4. When starting a kitten out with nail trimming, be prepared to just do a toe or two per session. Follow this with a great treat. Soon, your kitten will allow you to do all of the nails with very little effort.
Your cat’s nails will regrow and become sharp again in about 7 days. Therefore, to protect your property, it will be necessary to clip them weekly.
You will need to provide a surface for scratching. Scratching is a territorial marking behavior and the kitten will eventually want to stake his or her claim in the house. So a scratch post needs to be placed in an area of the house that the kitten spends most of his time. You need to decide whether the cat prefers a vertical or horizontal scratching surface. Finally, find out what the preferred surface is. Some cats prefer carpet, others sisal rope, and still others a wooden or bark surface. Once you and your kitten have made all the right choices, getting him or her to play on the post by dangling string or scratching with your fingers usually begins to entice them to start scratching. You can praise or offer a treat to keep the behavior going. Please be sure and let us know if you are having difficulty. We want to help.
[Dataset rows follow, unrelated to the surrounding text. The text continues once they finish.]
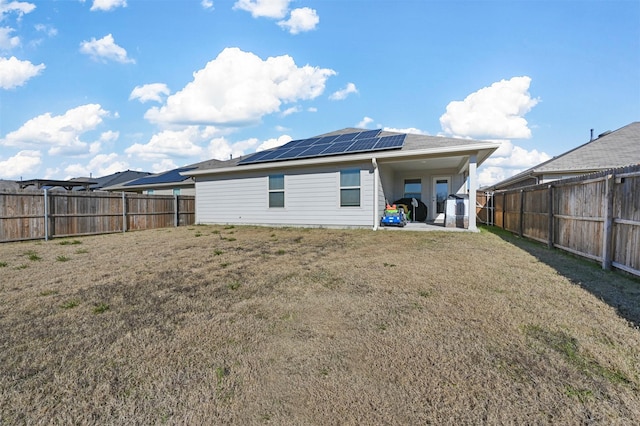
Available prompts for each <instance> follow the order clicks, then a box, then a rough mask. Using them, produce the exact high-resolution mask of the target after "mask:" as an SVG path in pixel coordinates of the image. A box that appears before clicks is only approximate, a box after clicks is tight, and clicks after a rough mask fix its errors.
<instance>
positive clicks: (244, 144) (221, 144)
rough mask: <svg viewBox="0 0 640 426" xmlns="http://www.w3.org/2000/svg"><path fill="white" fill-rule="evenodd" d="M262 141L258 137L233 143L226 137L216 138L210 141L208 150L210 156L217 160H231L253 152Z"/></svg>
mask: <svg viewBox="0 0 640 426" xmlns="http://www.w3.org/2000/svg"><path fill="white" fill-rule="evenodd" d="M259 142H260V141H259V140H258V139H256V138H251V139H247V140H245V141H241V142H236V143H231V142H229V141H228V140H227V139H226V138H223V137H222V138H214V139H212V140H211V141H210V142H209V146H208V147H207V152H208V154H209V158H213V159H215V160H229V159H230V158H237V157H241V156H243V155H245V154H246V153H248V152H251V151H253V150H254V149H255V147H256V145H258V143H259Z"/></svg>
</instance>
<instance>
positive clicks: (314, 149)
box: [298, 145, 331, 158]
mask: <svg viewBox="0 0 640 426" xmlns="http://www.w3.org/2000/svg"><path fill="white" fill-rule="evenodd" d="M330 146H331V145H313V146H310V147H308V148H307V149H306V151H304V152H302V153H301V154H300V155H298V158H302V157H313V156H314V155H318V154H321V153H322V152H323V151H324V150H325V149H327V147H330Z"/></svg>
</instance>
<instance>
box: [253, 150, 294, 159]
mask: <svg viewBox="0 0 640 426" xmlns="http://www.w3.org/2000/svg"><path fill="white" fill-rule="evenodd" d="M288 150H289V149H286V150H283V149H282V148H274V149H273V150H269V151H268V152H267V154H266V155H265V156H263V157H260V160H258V161H266V160H273V159H274V158H278V157H279V156H281V155H282V154H284V152H285V151H288Z"/></svg>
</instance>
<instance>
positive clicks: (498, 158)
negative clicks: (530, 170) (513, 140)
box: [478, 140, 551, 186]
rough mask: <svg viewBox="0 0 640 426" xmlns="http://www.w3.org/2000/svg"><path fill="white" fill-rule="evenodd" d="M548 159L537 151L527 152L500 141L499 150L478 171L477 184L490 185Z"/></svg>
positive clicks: (509, 176) (533, 150) (482, 165)
mask: <svg viewBox="0 0 640 426" xmlns="http://www.w3.org/2000/svg"><path fill="white" fill-rule="evenodd" d="M550 159H551V156H550V155H549V154H547V153H545V152H540V151H538V150H537V149H533V150H531V151H527V150H526V149H524V148H522V147H520V146H517V145H514V144H513V143H512V142H511V141H509V140H503V141H500V148H498V149H497V150H496V151H495V152H494V153H493V154H492V155H491V157H489V158H488V159H487V160H486V161H485V162H484V163H483V164H482V166H481V167H480V168H479V169H478V184H479V185H480V186H487V185H492V184H494V183H497V182H500V181H502V180H504V179H507V178H510V177H511V176H514V175H516V174H518V173H520V172H522V171H524V170H527V169H530V168H531V167H534V166H537V165H538V164H540V163H543V162H545V161H547V160H550Z"/></svg>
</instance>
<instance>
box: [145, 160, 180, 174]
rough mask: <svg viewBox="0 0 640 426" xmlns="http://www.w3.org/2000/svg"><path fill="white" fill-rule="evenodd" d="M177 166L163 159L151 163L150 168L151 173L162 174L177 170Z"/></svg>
mask: <svg viewBox="0 0 640 426" xmlns="http://www.w3.org/2000/svg"><path fill="white" fill-rule="evenodd" d="M177 168H178V165H177V164H176V163H175V162H174V161H173V160H171V159H169V158H164V159H162V160H160V162H158V163H153V165H152V166H151V171H152V172H153V173H162V172H166V171H169V170H173V169H177Z"/></svg>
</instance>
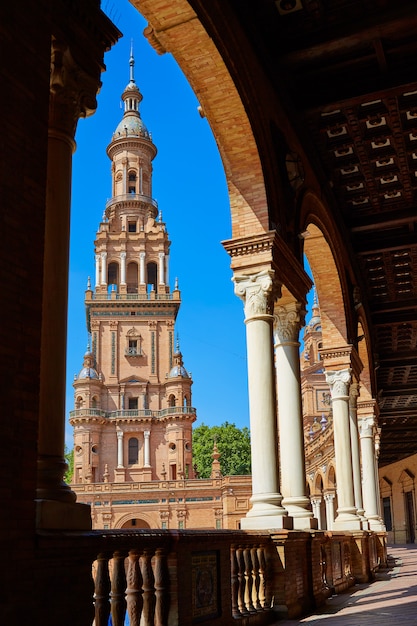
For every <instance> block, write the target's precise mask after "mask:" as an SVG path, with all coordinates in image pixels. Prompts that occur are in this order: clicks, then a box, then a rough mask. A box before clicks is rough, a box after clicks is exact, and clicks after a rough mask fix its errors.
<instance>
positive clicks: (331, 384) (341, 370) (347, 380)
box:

There are commercially available products that are called nail caps. The most common one is called Soft Paws. These are generally made of smooth plastic and attach to the end of the nail with a special glue. The nails are still present, but the caps prevent them from causing destruction. After 2-4 weeks the nails will grow enough that the caps will be shed. At that time, you should be prepared to replace them.
Surgical declawing is the removal of the nail at its base. This is done under general anesthesia. It is a procedure that some people find offensive partly because of the post surgical pain involved. We provide appropriate pain relievers while in the hospital and when your kitten goes home. This is a surgery that is usually done when the kitten is spayed or castrated. Feel free to ask us for more details about the surgery and recovery time. Once declawed, your cat should always live indoors since the ability to defend itself is compromised.
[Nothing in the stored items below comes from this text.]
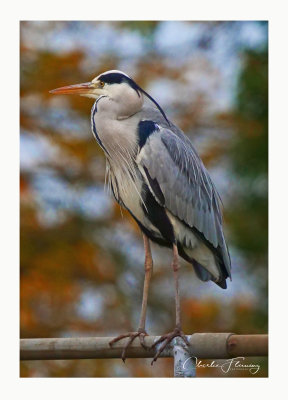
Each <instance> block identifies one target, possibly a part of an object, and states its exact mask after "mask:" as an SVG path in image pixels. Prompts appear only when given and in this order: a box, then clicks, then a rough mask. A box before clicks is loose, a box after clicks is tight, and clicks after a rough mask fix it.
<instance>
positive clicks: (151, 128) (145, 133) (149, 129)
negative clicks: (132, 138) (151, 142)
mask: <svg viewBox="0 0 288 400" xmlns="http://www.w3.org/2000/svg"><path fill="white" fill-rule="evenodd" d="M156 131H159V127H158V125H157V124H155V122H153V121H140V122H139V124H138V136H139V146H140V149H142V147H143V146H144V144H145V143H146V141H147V139H148V138H149V136H150V135H152V133H154V132H156Z"/></svg>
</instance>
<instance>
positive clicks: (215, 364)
mask: <svg viewBox="0 0 288 400" xmlns="http://www.w3.org/2000/svg"><path fill="white" fill-rule="evenodd" d="M191 361H192V362H193V367H194V368H196V369H197V368H220V370H221V371H222V372H223V373H224V374H228V373H229V372H230V371H249V372H250V374H251V375H256V374H257V373H258V372H259V370H260V365H259V364H253V363H248V362H247V363H246V362H245V357H235V358H230V359H228V360H213V361H210V362H203V361H202V360H198V358H197V357H189V358H187V359H186V360H185V361H184V363H183V366H182V367H183V370H185V369H186V368H191ZM193 367H192V368H193Z"/></svg>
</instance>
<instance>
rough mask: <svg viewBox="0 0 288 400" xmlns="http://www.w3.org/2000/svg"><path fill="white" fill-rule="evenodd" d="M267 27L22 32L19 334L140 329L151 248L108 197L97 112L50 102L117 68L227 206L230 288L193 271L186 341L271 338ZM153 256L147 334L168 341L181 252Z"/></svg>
mask: <svg viewBox="0 0 288 400" xmlns="http://www.w3.org/2000/svg"><path fill="white" fill-rule="evenodd" d="M266 30H267V24H266V25H265V24H264V28H263V23H262V24H259V23H257V22H235V23H233V22H205V23H193V22H187V23H184V22H183V23H182V22H178V23H177V22H173V21H170V22H157V21H121V22H77V21H74V22H73V21H71V22H68V21H66V22H61V21H58V22H51V21H50V22H45V21H42V22H37V21H34V22H33V21H30V22H22V23H21V53H20V54H21V68H20V73H21V86H20V95H21V110H20V111H21V113H20V122H21V174H20V189H21V210H20V211H21V231H20V235H21V270H20V273H21V275H20V277H21V279H20V281H21V288H20V289H21V291H20V301H21V304H20V306H21V307H20V309H21V315H20V319H21V331H20V335H21V337H23V338H28V337H65V336H87V335H88V336H93V335H97V336H112V335H116V334H119V333H121V332H127V331H128V330H134V329H135V328H136V327H137V324H138V317H139V312H140V306H141V296H142V285H143V278H144V271H143V261H144V252H143V245H142V239H141V235H140V232H139V230H138V228H137V226H136V224H135V223H134V222H133V220H132V219H131V218H130V216H129V215H128V213H127V212H125V210H120V208H119V206H118V205H116V204H115V202H114V201H113V200H112V198H111V196H109V194H107V193H106V192H105V191H104V188H103V186H104V177H105V159H104V155H103V154H102V151H101V149H100V148H99V147H98V146H97V143H96V142H95V140H94V138H93V136H92V134H91V132H90V108H91V106H92V104H91V102H89V100H87V99H84V98H81V97H53V96H51V95H50V94H49V93H48V92H49V90H51V89H53V88H55V87H59V86H63V85H66V84H73V83H78V82H85V81H88V80H89V79H91V78H92V77H94V76H96V75H97V74H99V73H101V72H103V71H105V70H108V69H124V70H125V71H126V72H127V73H130V74H131V75H133V77H134V78H135V79H136V80H137V82H138V83H139V84H140V85H142V86H143V87H144V88H145V89H146V90H148V91H149V92H150V93H151V94H152V95H153V96H154V97H155V98H157V100H158V101H159V102H160V104H161V105H162V107H163V108H165V110H166V111H167V113H168V115H169V116H170V118H171V119H173V121H175V122H176V123H177V124H178V125H179V126H180V127H181V128H182V129H183V130H184V131H185V133H186V134H187V135H188V136H190V138H191V140H192V141H193V143H194V145H195V147H196V148H197V150H198V151H199V153H200V154H201V157H202V159H203V160H204V162H205V164H206V165H207V167H208V169H209V171H210V172H211V174H212V176H213V178H214V180H215V182H216V185H217V187H218V188H219V191H220V192H221V196H222V199H223V203H224V204H225V208H224V214H225V228H226V233H227V235H226V236H227V239H228V243H229V245H230V249H231V254H232V264H233V269H232V273H233V281H232V282H228V289H227V291H222V290H221V289H219V288H218V287H216V285H213V284H212V283H211V284H210V283H202V282H200V281H199V280H198V279H197V278H196V277H195V275H194V273H193V271H192V268H191V267H190V266H189V265H188V264H186V263H184V262H183V268H182V269H181V295H182V310H183V311H182V312H183V318H182V319H183V328H184V331H185V332H187V333H192V332H209V331H210V332H213V331H214V332H221V331H222V332H237V333H261V332H263V333H264V332H267V145H268V143H267V142H268V139H267V118H268V109H267V85H268V82H267V49H266V47H265V46H266V43H267V32H266ZM261 32H264V39H263V38H262V39H261V37H262V36H263V33H261ZM265 32H266V33H265ZM261 35H262V36H261ZM259 37H260V39H261V40H260V39H259ZM240 38H242V39H241V41H240ZM253 38H254V42H253V41H252V39H253ZM263 41H264V46H263ZM235 82H237V84H235ZM233 101H234V102H233ZM153 254H154V261H155V262H154V264H155V270H154V274H153V279H152V284H151V291H150V295H149V308H148V318H147V330H148V332H149V333H151V334H161V333H165V332H167V331H169V330H171V329H173V326H174V300H173V295H174V293H173V275H172V272H171V268H170V262H171V254H170V252H169V251H167V250H165V249H160V248H158V247H157V246H154V245H153ZM254 361H255V360H254ZM257 362H258V363H260V365H261V370H260V372H259V374H257V376H267V363H266V361H265V360H262V359H261V360H257ZM172 364H173V362H172V360H164V359H161V360H159V361H157V363H155V365H154V366H153V367H151V366H150V361H149V360H127V362H126V364H125V365H124V364H123V363H122V361H120V360H97V361H94V360H82V361H79V360H77V361H73V360H69V361H37V362H36V361H35V362H34V361H33V362H22V363H21V376H23V377H36V376H55V377H65V376H67V377H70V376H71V377H72V376H83V377H84V376H87V377H88V376H94V377H95V376H98V377H102V376H135V377H143V376H147V377H148V376H154V377H161V376H167V377H168V376H172V374H173V368H172ZM199 375H200V376H223V375H221V373H220V372H219V371H210V370H208V369H202V370H200V371H199ZM224 376H226V375H224ZM229 376H251V375H249V373H247V372H243V371H234V372H233V374H231V375H229Z"/></svg>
Tendonectomy is the surgical removal of a small part of the tendon on the bottom of each toe. This tendon is needed to make the nail extend. The cat retains its nails, but it cannot extend them for sharpening and scratching. The disadvantage of this procedure is that the nails continue to grow and may grow into the pads. Therefore, the nails should be clipped every 7 to 14 days.
The latest in lost pet identification is microchipping. This tiny device is implanted with a needle so the process is much like getting an injection. Our scanner can detect these chips; humane societies and animal shelters across the country also have scanners. A national registry permits the return of microchipped pets throughout the United States and Canada. We recommend it.
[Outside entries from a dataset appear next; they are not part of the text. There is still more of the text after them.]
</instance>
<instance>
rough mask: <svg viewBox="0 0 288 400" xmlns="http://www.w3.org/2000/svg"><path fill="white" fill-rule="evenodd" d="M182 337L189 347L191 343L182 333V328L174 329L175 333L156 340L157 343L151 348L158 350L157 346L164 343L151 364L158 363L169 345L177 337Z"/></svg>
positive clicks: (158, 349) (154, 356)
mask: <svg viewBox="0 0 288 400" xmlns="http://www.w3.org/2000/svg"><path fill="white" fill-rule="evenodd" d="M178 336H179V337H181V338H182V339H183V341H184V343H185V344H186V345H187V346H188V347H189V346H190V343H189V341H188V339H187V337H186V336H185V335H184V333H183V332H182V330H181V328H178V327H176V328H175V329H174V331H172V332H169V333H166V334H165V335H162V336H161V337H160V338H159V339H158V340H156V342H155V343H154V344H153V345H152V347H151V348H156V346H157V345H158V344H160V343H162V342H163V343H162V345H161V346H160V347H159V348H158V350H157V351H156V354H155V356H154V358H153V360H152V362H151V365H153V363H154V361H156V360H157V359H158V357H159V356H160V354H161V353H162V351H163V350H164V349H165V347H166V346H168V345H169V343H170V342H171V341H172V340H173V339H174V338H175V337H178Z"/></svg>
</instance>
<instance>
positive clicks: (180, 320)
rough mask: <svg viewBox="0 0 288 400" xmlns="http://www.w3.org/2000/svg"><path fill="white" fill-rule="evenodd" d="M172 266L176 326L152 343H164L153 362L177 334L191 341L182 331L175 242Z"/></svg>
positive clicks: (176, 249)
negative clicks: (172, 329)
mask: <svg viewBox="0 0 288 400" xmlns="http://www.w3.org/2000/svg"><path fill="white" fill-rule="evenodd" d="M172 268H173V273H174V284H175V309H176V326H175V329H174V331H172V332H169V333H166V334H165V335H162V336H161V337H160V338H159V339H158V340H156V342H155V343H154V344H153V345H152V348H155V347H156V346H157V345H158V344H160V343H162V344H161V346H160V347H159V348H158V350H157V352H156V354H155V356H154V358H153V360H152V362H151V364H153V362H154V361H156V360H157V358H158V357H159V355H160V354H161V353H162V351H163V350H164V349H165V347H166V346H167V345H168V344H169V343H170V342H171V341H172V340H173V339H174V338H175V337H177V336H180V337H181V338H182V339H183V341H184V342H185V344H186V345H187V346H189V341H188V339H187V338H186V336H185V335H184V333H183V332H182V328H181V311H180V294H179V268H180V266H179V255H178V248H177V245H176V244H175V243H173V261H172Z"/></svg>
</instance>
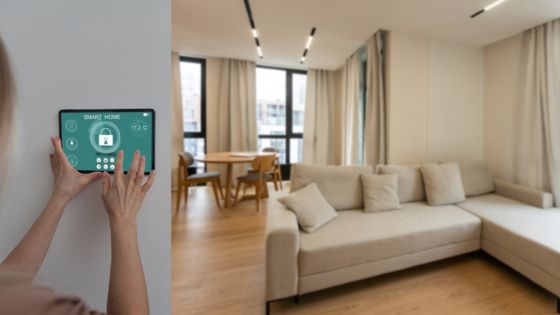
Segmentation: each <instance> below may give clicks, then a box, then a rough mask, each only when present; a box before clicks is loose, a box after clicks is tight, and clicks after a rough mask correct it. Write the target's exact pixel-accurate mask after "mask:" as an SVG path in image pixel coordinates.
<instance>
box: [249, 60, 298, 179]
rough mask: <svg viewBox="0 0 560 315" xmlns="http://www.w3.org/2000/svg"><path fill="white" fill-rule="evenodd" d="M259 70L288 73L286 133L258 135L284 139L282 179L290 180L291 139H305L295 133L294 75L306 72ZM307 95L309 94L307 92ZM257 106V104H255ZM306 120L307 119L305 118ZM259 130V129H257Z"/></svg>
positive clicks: (286, 109) (260, 135)
mask: <svg viewBox="0 0 560 315" xmlns="http://www.w3.org/2000/svg"><path fill="white" fill-rule="evenodd" d="M257 68H262V69H271V70H281V71H285V72H286V133H285V134H283V135H261V134H258V135H257V137H258V138H259V139H283V140H284V141H285V143H286V161H285V163H284V164H281V165H280V167H281V169H282V177H283V178H286V179H288V178H289V175H290V166H291V165H292V161H290V156H291V141H290V140H291V139H303V132H299V133H298V132H293V127H294V126H293V115H294V111H293V75H294V74H304V75H306V76H307V71H306V70H297V69H287V68H280V67H273V66H264V65H257ZM306 93H307V92H306ZM255 105H256V104H255ZM304 120H305V118H304ZM257 129H258V128H257Z"/></svg>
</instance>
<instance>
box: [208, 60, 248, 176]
mask: <svg viewBox="0 0 560 315" xmlns="http://www.w3.org/2000/svg"><path fill="white" fill-rule="evenodd" d="M256 71H257V68H256V65H255V63H254V62H252V61H246V60H234V59H223V60H222V61H221V74H220V83H219V90H218V93H219V95H218V111H217V112H218V117H217V120H218V127H217V130H216V131H217V134H218V141H217V150H218V152H230V151H233V152H237V151H257V104H256V103H257V100H256V99H257V89H256ZM217 170H218V171H220V173H222V180H225V168H224V167H218V168H217ZM243 172H244V166H243V165H236V166H235V167H234V169H233V175H234V178H236V177H237V176H239V175H241V174H242V173H243Z"/></svg>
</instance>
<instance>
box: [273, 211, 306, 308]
mask: <svg viewBox="0 0 560 315" xmlns="http://www.w3.org/2000/svg"><path fill="white" fill-rule="evenodd" d="M298 252H299V227H298V223H297V219H296V216H295V214H294V213H293V212H291V211H289V210H287V209H286V208H285V207H284V206H283V205H282V204H281V203H280V202H278V200H270V203H269V207H268V214H267V220H266V300H267V301H273V300H278V299H282V298H286V297H290V296H294V295H296V294H297V286H298Z"/></svg>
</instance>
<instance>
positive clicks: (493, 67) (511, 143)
mask: <svg viewBox="0 0 560 315" xmlns="http://www.w3.org/2000/svg"><path fill="white" fill-rule="evenodd" d="M522 41H523V35H522V34H518V35H515V36H512V37H509V38H506V39H504V40H501V41H499V42H497V43H494V44H491V45H488V46H486V47H485V64H486V74H485V109H484V130H485V132H484V158H485V160H486V161H487V163H488V166H489V168H490V171H491V172H492V174H493V175H494V176H495V177H497V178H501V179H504V180H509V181H512V180H513V179H514V177H513V160H514V152H515V150H514V140H515V120H516V117H515V113H516V111H517V105H518V99H519V97H520V87H521V81H520V80H521V76H522Z"/></svg>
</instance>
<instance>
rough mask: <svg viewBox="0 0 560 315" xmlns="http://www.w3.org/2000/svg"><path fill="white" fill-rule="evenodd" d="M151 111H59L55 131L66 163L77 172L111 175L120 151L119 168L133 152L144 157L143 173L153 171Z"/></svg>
mask: <svg viewBox="0 0 560 315" xmlns="http://www.w3.org/2000/svg"><path fill="white" fill-rule="evenodd" d="M154 116H155V112H154V110H153V109H134V110H130V109H123V110H61V111H60V113H59V130H60V138H61V140H62V149H63V150H64V153H65V154H66V157H67V158H68V161H69V162H70V164H72V166H74V167H75V168H76V170H78V171H80V172H84V173H87V172H110V173H111V172H113V171H114V169H115V165H116V160H117V154H118V153H119V151H120V150H123V151H124V160H123V168H124V171H125V172H126V171H127V170H128V168H129V167H130V162H131V161H132V156H133V154H134V152H135V151H136V150H140V154H142V155H144V156H146V168H145V172H146V173H148V172H150V171H151V170H153V169H154V166H155V156H154V139H155V137H154V136H155V135H154V133H155V132H154V119H155V117H154Z"/></svg>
Regular home dental care is very important. Although not all cats will tolerate tooth brushing at home, if you start training as a kitten success is more likely. This involves working with the kitten’s mouth to get them used to handling. Gently rub the teeth and gums with your finger, lifting the lips to get all the way to the back teeth. Using a bit of water or tuna fish juice can make the procedure more pleasant. Once the kitten is used to this you can progress to using a cat toothbrush, or a bit of gauze and a cat safe toothpaste. We can show you how, anytime. Try to brush teeth daily just like your own.